Last year, the New York Times revealed that there was “an elephant in the room” at Harvard business school. The undiscussable was gender equity resulting in females getting lower grades. Also, both female staff and students felt pressure to dress well, ‘look hot’ and not be ‘too assertive.'

Each organization has their own taboos and undiscussables. They are an intricate and crucial part of organizational culture. In the workshops that we do after conducting the OCAI survey, we address these issues as well because they help better understand the current culture - and what could be hard to change.

How to name the elephant in the room?

Asking people to name their workplace undiscussable, is not something you do at 9 A.M. when the OCAI culture workshop gets started. It takes time, warming up and trust. During the workshop pairs of people get the assignment to make a list of events, examples, specific behaviors and things they hear people say, that illustrate their current culture.
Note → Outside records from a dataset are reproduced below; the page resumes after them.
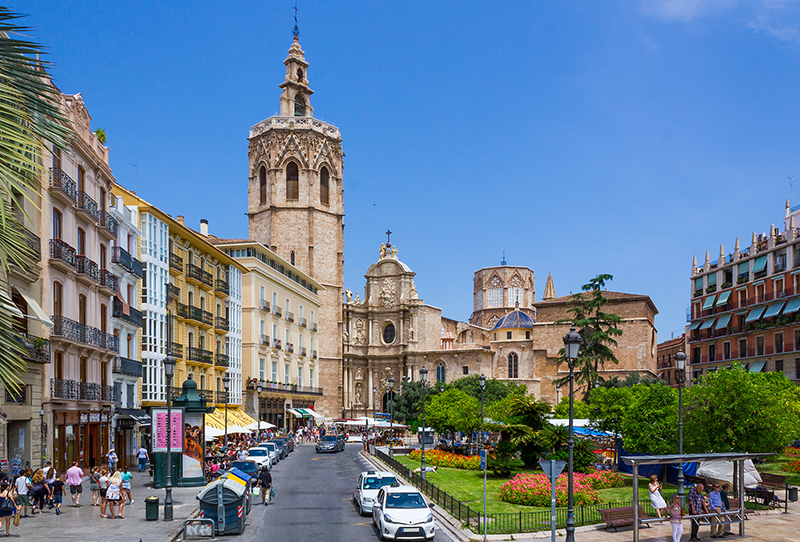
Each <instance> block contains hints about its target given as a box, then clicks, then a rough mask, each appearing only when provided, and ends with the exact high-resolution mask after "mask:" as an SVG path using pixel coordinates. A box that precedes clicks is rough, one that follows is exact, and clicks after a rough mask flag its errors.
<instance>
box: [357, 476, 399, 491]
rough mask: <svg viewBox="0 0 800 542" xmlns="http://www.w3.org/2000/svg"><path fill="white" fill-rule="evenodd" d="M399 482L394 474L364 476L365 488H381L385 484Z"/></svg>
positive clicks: (389, 484) (384, 484)
mask: <svg viewBox="0 0 800 542" xmlns="http://www.w3.org/2000/svg"><path fill="white" fill-rule="evenodd" d="M396 482H397V479H396V478H395V477H394V476H383V477H380V478H378V477H377V476H367V477H366V478H364V489H380V488H382V487H383V486H390V485H392V484H394V483H396Z"/></svg>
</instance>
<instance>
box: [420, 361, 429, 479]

This is necessary to add qualitative information to the quantitative OCAI culture survey outcomes - to better understand how specifically their typical company culture takes place on a daily basis. How these values and beliefs lead to certain behaviors and decisions.

Next, the pairs present their lists to the whole workshop group and afterward the plenary group earmarks these examples as Great and Not so Great. It’s a rough assessment of Good versus Bad, the first draft of Keep Doing versus Stop Doing.
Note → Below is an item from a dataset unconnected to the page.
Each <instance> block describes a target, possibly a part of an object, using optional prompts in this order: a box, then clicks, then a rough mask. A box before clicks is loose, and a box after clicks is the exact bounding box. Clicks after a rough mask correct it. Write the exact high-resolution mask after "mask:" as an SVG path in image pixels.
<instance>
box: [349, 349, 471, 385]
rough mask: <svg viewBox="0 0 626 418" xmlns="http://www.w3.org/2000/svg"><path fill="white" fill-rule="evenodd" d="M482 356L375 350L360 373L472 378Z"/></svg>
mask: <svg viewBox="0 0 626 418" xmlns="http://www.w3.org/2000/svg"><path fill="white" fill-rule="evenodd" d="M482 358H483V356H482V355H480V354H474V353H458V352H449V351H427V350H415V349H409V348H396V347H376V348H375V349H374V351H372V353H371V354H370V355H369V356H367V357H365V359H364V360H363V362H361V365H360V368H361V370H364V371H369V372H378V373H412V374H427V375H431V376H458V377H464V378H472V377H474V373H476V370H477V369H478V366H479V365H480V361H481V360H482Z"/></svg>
Coming up with these lists of palpable examples of current culture is quite a task - but judging them as good or bad seems always easier. People seem to agree on what is right or not. One crucial question to ask next, is: What did we forget on this list? What topic or example is missing that everyone knows but no one talks about openly, normally?
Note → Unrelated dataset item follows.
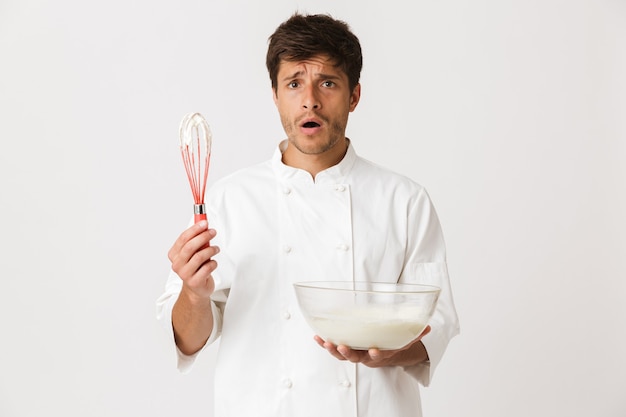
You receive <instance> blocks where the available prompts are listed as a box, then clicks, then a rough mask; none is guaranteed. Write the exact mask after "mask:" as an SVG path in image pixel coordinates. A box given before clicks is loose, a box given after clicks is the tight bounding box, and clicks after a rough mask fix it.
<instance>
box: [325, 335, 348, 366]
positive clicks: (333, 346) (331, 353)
mask: <svg viewBox="0 0 626 417" xmlns="http://www.w3.org/2000/svg"><path fill="white" fill-rule="evenodd" d="M318 339H319V340H320V341H321V342H322V344H321V346H322V347H323V348H324V349H326V350H327V351H328V353H330V354H331V355H332V356H333V357H335V358H336V359H339V360H340V361H345V360H346V358H344V357H343V355H342V354H341V353H339V352H338V351H337V346H335V345H334V344H332V343H330V342H325V341H324V340H323V339H321V338H319V337H318ZM318 343H319V341H318Z"/></svg>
The workshop circle as a safe space

The workshop is our safe space where we have established special rules for engagement and commitment. In this special space, people can discuss undiscussables without immediate correction or repercussions - and as group, decide afterward what they want to communicate to those who weren’t attending the workshop and this special safe space. Sometimes, this question goes unanswered. Either because people are still scared, or there are no real taboos. But sometimes, crucial things come up that are important to know because they make a difference when trying to change the culture.

Terri Kruzan’s guest post at the Leadership & Change blog about undiscussables is very recognizable and interesting to read as well. Sometimes the undiscussables aren’t as dramatic as the gender issue as Harvard - but they do have effect on the culture. Kruzan guides honest culture conversations with clients, and she tells how one CEO got angry when someone in the room proffered that promotions at the company seemed to be based more on past favors, personal relationships and being part of the “in-group” than on producing results.

Terri shares: “This was a telling moment in the session, and as a good process consultant I took a deep breath and waited to see how the other members of the leadership team would respond. The company’s COO said: “John, do you remember how you and I were golf buddies before I joined the company – and how we still play golf together every third Saturday of the month? And do you recall how we sit down each month and decide who to join our foursome so we can get to know the younger folks in the company? I now realize that you and I see our Saturday golf times as good talent management work, but other folks interpret it differently. Being invited to play golf with us is a highly coveted invitation into our “in-group” and other division presidents and managers have copied our informal approach to talent management and have created their own in-groups.”

Next, a dialogue evolved on how the “in-group” practice played out and how leaders handled the hypocrisy sensed by employees. The group discussed how important the company’s building & maintaining relationships value was to the success of the company, but how it may be taken to an extreme when applied to talent management.

As you can see, just naming the undiscussable can lead to "honest culture conversations" that are the basis for sustainable change.

  • What is your approach to unlocking an organization’s undiscussables?